That is exponentially more compensation than any other CEO, and Musk would still collect record payouts – tens of billions – if he misses most performance goals. Many investors are not blinking at the eye-watering sums.
“If the stock is going to go up sixfold – and that’s a requirement here – then I’m going to make a lot of money,” said Nancy Tengler, CEO and chief investment officer of Laffer Tengler Investments, a Tesla investor. “Why do I care what kind of money he makes if he’s effecting the change and the vision?”
Other major shareholders and executive-pay experts warn that the proposal represents an enormous risk to investors. The package, experts said, flouts governance principles not only because of its size but because the board is so explicitly staking Tesla’s future on one leader, with myriad conflicts of interest, who stands to consolidate unchecked power over the company. Responsible governance, they argue, requires boards to remain open to a competitive market for the best available CEO at any given time.
Musk did not respond to requests for comment.

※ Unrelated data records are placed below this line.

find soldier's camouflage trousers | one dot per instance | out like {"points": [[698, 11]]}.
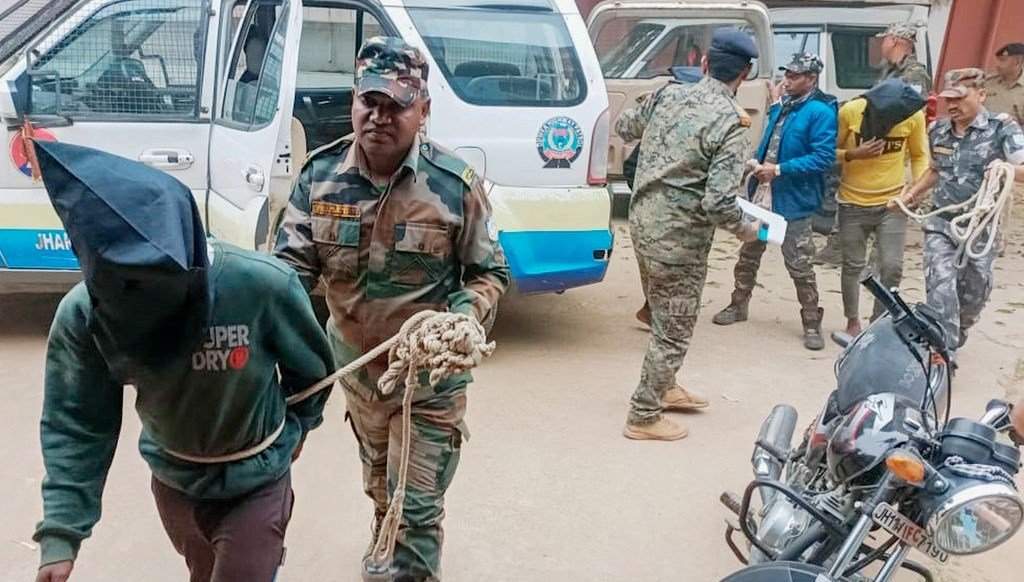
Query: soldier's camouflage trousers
{"points": [[958, 293], [674, 294], [798, 250], [437, 432]]}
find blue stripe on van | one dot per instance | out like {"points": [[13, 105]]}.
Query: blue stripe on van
{"points": [[30, 248], [555, 260]]}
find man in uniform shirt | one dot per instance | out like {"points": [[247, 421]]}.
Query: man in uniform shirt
{"points": [[1005, 88], [695, 139], [963, 146], [395, 224]]}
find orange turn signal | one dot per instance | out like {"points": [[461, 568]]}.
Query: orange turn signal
{"points": [[906, 466]]}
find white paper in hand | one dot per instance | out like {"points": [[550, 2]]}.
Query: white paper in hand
{"points": [[774, 222]]}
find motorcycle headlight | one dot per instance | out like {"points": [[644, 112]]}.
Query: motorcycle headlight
{"points": [[976, 517]]}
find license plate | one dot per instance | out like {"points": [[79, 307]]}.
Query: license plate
{"points": [[911, 534]]}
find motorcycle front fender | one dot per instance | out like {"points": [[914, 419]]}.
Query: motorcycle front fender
{"points": [[777, 572]]}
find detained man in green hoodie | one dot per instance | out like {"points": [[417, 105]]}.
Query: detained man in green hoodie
{"points": [[213, 338]]}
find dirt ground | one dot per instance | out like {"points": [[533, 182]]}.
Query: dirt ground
{"points": [[548, 490]]}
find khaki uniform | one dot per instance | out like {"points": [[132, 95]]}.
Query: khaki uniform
{"points": [[1004, 97], [425, 241]]}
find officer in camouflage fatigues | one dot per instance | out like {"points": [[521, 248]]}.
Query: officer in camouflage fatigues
{"points": [[960, 155], [386, 248], [695, 139]]}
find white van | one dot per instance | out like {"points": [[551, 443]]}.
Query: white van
{"points": [[845, 39], [639, 41], [228, 96]]}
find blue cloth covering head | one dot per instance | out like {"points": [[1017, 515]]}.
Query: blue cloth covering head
{"points": [[138, 238], [730, 51]]}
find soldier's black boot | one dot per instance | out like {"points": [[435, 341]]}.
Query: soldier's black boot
{"points": [[735, 312], [832, 253], [812, 328]]}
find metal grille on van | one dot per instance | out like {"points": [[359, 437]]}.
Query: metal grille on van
{"points": [[133, 57]]}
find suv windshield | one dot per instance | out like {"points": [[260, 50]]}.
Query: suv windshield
{"points": [[644, 48], [504, 57]]}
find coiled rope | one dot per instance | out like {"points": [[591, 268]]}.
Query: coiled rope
{"points": [[983, 214]]}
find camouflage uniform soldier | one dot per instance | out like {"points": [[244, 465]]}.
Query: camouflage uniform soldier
{"points": [[395, 224], [900, 61], [963, 146], [691, 158]]}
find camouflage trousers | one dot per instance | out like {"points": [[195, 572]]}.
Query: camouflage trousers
{"points": [[798, 250], [958, 293], [437, 431], [673, 292]]}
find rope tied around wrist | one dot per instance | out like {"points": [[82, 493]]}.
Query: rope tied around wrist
{"points": [[443, 343]]}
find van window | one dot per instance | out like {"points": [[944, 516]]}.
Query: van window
{"points": [[788, 43], [331, 37], [129, 59], [653, 46], [253, 88], [858, 55], [504, 57]]}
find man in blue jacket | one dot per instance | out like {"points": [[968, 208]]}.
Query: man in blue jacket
{"points": [[797, 151]]}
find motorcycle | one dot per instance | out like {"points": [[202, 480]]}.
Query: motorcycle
{"points": [[882, 457]]}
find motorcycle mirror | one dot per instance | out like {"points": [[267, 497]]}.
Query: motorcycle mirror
{"points": [[996, 414], [842, 338]]}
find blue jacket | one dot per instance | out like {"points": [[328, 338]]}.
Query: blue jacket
{"points": [[806, 154]]}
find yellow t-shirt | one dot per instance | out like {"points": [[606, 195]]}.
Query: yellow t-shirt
{"points": [[876, 180]]}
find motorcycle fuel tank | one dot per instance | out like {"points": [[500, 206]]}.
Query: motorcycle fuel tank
{"points": [[867, 433]]}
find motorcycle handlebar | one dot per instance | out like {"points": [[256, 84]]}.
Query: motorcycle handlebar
{"points": [[925, 330]]}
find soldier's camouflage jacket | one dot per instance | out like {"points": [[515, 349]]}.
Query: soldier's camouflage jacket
{"points": [[695, 140], [426, 242], [961, 162]]}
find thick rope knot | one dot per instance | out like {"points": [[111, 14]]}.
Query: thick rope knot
{"points": [[983, 213], [444, 344]]}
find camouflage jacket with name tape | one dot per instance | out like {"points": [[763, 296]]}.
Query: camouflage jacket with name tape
{"points": [[425, 241]]}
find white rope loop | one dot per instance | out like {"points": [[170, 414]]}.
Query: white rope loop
{"points": [[444, 343], [984, 213]]}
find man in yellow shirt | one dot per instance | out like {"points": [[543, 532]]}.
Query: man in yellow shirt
{"points": [[878, 132]]}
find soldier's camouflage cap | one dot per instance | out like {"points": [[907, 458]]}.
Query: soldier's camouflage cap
{"points": [[804, 63], [956, 82], [390, 66], [901, 30]]}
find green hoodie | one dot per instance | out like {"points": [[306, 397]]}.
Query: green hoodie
{"points": [[223, 398]]}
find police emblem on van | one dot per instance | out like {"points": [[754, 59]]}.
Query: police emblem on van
{"points": [[19, 154], [559, 142]]}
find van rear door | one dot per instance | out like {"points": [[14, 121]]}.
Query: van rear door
{"points": [[250, 141], [124, 77], [639, 42]]}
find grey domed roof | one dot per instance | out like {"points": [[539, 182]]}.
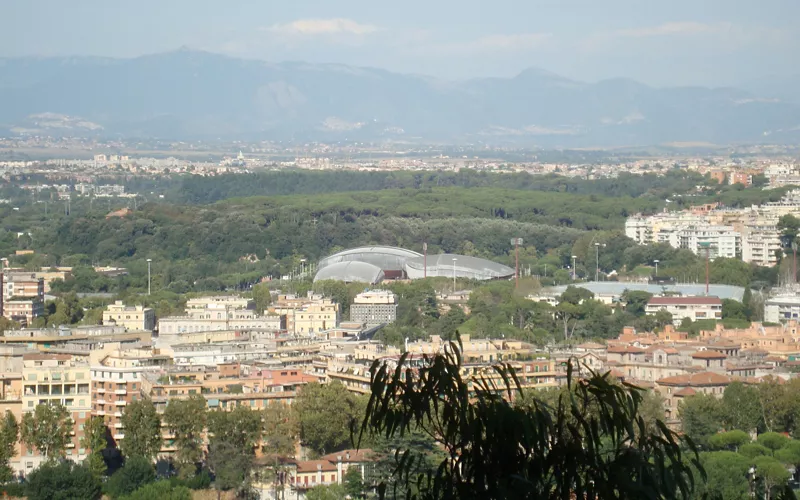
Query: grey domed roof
{"points": [[360, 272], [465, 267], [386, 258]]}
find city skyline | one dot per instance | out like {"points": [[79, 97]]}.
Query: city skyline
{"points": [[715, 44]]}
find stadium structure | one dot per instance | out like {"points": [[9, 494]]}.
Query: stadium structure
{"points": [[462, 266], [374, 264]]}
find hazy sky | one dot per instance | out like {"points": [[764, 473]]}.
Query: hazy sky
{"points": [[707, 42]]}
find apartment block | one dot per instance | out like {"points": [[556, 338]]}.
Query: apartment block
{"points": [[375, 307], [694, 308], [57, 378], [131, 317]]}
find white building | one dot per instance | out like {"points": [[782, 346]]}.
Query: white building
{"points": [[782, 307], [694, 308], [374, 307], [131, 317]]}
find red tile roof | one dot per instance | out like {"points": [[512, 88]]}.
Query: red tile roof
{"points": [[696, 380], [709, 355], [668, 301]]}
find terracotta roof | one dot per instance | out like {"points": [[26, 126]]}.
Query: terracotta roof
{"points": [[696, 379], [43, 357], [350, 456], [626, 349], [315, 465], [668, 301], [709, 355]]}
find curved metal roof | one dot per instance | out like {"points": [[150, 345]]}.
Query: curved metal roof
{"points": [[465, 267], [386, 258], [361, 272]]}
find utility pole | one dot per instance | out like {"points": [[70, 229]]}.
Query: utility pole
{"points": [[425, 259], [597, 246], [516, 242], [148, 275]]}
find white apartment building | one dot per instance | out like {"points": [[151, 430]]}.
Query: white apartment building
{"points": [[782, 307], [760, 244], [374, 307], [131, 317], [694, 308], [722, 241]]}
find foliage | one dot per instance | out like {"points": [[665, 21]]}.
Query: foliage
{"points": [[495, 449], [327, 492], [730, 440], [279, 430], [62, 481], [727, 476], [47, 429], [353, 483], [186, 419], [324, 414], [163, 490], [95, 441], [142, 430], [700, 417], [231, 446], [9, 433], [137, 472], [773, 440]]}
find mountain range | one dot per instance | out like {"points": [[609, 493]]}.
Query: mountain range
{"points": [[188, 94]]}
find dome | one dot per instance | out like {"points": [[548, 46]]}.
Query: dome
{"points": [[465, 267], [360, 272], [386, 258]]}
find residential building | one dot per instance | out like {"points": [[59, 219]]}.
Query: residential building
{"points": [[374, 307], [61, 378], [307, 315], [116, 376], [694, 308], [131, 317], [23, 311], [22, 285]]}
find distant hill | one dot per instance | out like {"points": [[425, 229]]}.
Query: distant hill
{"points": [[189, 94]]}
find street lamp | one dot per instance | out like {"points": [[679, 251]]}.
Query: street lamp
{"points": [[148, 275], [454, 274], [597, 246]]}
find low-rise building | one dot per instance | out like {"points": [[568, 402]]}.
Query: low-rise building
{"points": [[61, 378], [694, 308], [131, 317], [374, 307]]}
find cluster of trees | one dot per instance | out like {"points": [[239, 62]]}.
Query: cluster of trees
{"points": [[736, 463]]}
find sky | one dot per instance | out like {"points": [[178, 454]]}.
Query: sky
{"points": [[662, 43]]}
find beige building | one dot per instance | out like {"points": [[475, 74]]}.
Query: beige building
{"points": [[61, 378], [23, 311], [694, 308], [22, 285], [131, 317], [307, 315], [116, 375]]}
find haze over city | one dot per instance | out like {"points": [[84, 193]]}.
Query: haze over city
{"points": [[683, 42], [322, 250]]}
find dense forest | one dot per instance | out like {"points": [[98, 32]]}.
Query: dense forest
{"points": [[211, 234]]}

A spokesperson for Tesla's board declined to comment.
Musk told board members during negotiations that he might prioritize his many other ventures – including rocket firm SpaceX, artificial-intelligence startup xAI and brain-implant firm Neuralink – unless they came to terms. And board chair Robyn Denholm has repeatedly emphasized the risk of losing Musk in selling shareholders on his compensation.
Charles Elson, founding director of the Weinberg Center for Corporate Governance at the University of Delaware, said Tesla’s board is being “held over the barrel by a 'superstar CEO.'”
“To me the appropriate answer is to say, ‘Have a good day,’” Elson said.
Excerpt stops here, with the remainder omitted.